Слишком неожиданно он явился, этот старик, взбудоражил, взволновал. Филимонов глядел на него, нахмурив лоб: все ли правильно говорит, не несет ли какой политической отсебятины? И даже Федор Прокопьевич, восхищаясь молодым пылом бывшего директора, мельком подумал: конечно, это стоящий разговор, но подзатянулся. Как там в хлебном цехе сегодняшние замесы?

Можно было бы на эту тему еще поговорить с бывшим директором. Но Филимонов не дал. Вскочил, взглянул на часы, подставил ладонь под локоть старика и повел его к двери.

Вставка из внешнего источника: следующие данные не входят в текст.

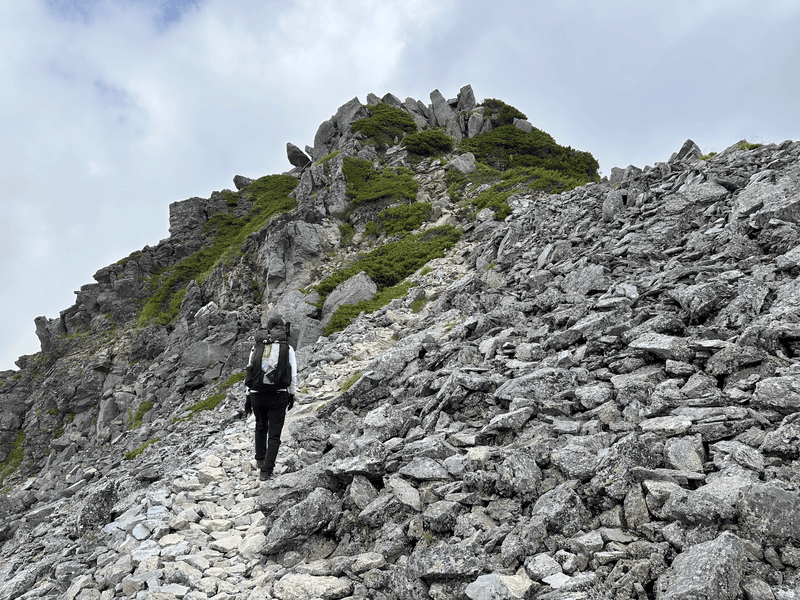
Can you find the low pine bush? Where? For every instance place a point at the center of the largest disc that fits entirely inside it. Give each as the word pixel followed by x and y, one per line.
pixel 269 195
pixel 429 142
pixel 384 125
pixel 365 183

После юбилея Победы, на котором Серафим Петрович выступил с рассказом о военных днях на хлебозаводе, у них началось что-то вроде дружбы. Полуянов побывал в гостях у Серафима Петровича. Тот жил один в большой, музейной красоты квартире. Федора Прокопьевича сковала эта красота: кино какое-то, а не быт. В кинофильмах его возмущали подобные интерьеры: по каким, интересно, жилищным нормам утверждали исполкомы метражи подобных квартир и откуда, позвольте, сия глубокоуважаемая мебель? Но вот он вошел в такую квартиру и мог бы задать хозяину эти вопросы и получить на них ответ. Мог бы, но не смог. Кто его знает. Может, положена заслуженному старику такая квартира. Не у всех жизненная теория совпадает с житейской практикой. Старик наверняка понимает, что излишки его квартирного пространства спасли бы многодетную семью от многих трудностей, но не спешит сотворить эту справедливость.

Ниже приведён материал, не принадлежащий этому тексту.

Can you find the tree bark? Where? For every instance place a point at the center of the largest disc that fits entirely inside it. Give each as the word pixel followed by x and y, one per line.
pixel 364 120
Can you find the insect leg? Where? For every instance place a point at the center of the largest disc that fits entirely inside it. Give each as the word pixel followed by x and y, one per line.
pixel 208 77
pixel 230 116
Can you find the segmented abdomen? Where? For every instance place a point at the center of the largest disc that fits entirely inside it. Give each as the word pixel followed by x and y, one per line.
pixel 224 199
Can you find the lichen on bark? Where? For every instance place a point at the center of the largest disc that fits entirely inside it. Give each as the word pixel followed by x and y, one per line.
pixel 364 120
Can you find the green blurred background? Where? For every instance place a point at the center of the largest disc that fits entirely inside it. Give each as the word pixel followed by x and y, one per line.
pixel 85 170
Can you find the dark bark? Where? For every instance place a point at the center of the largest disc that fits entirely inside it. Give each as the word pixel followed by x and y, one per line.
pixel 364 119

«Может быть, это зависть?» — спрашивал себя Федор Прокопьевич, путешествуя за хозяином по комнатам и разглядывая «экспонаты» его поездок по свету. Это были не простые украшения, а коллекция камней, образцы прикладного искусства разных народов. И отвечал себе: «А чему тут завидовать? По мне, так все эти коллекции в доме не стоят самого незадачливого живого существа, вроде кошки».

Хозяин принес в кабинет чай в тяжелых подстаканниках, устроился напротив Федора Прокопьевича и улыбнулся.

— Люблю свой дом. И совсем не горюю, что, когда меня не будет, эти вещи еще долго, долго будут жить. Недавно понял — почему. Видите ли, история этих вещей, тот смысл, который они сейчас имеют, умрут вместе со мной. Останется нечто иное, уже не принадлежащее мне. Вы меня понимаете?

Федор Прокопьевич понимал, но это понимание было ему как бы ни к чему, оно его настраивало против хозяина.

— У вас тут как в музее, — сказал он.

— Да, — согласился старик, — люди живут по-разному. И все-таки все приходят к одному рубежу — старости. Вы, наверное, как все, боитесь этого времени?

— Старость — это награда, — возразил ему Федор Прокопьевич, — к сожалению, не все доживают до этого времени. Бояться надо другого, что старости может не быть.

Их разговор от одного перекидывался на другое. Федор Прокопьевич стеснялся спросить, чем живет старик, борется ли за счастье всех людей, и если да, то каким конкретно образом? Но Серафим Петрович вел себя как хозяин слишком безупречно, обходил острые углы в разговоре, развлекал своей беседой гостя. Когда он спросил: «Вы любите Моцарта?» — Федор Прокопьевич понял, что пора уходить.

— У меня жена пианистка, — ответил он, давая понять, что музыкальная концовка визита не обязательна.

Но старик расценил это иначе, достал долгоиграющую пластинку и включил проигрыватель.

Федор Прокопьевич не жалел, что сходил к нему, посмотрел на почтенную, окруженную комфортом старость, но чувствовал себя слегка обманутым. Словно хозяин позвал его на блины с икрой, а потом вгляделся в гостя, что-то там прикинул и икру не выставил. Но недели через две, когда услышал в телефонной трубке голос старика, Полуянов обрадовался.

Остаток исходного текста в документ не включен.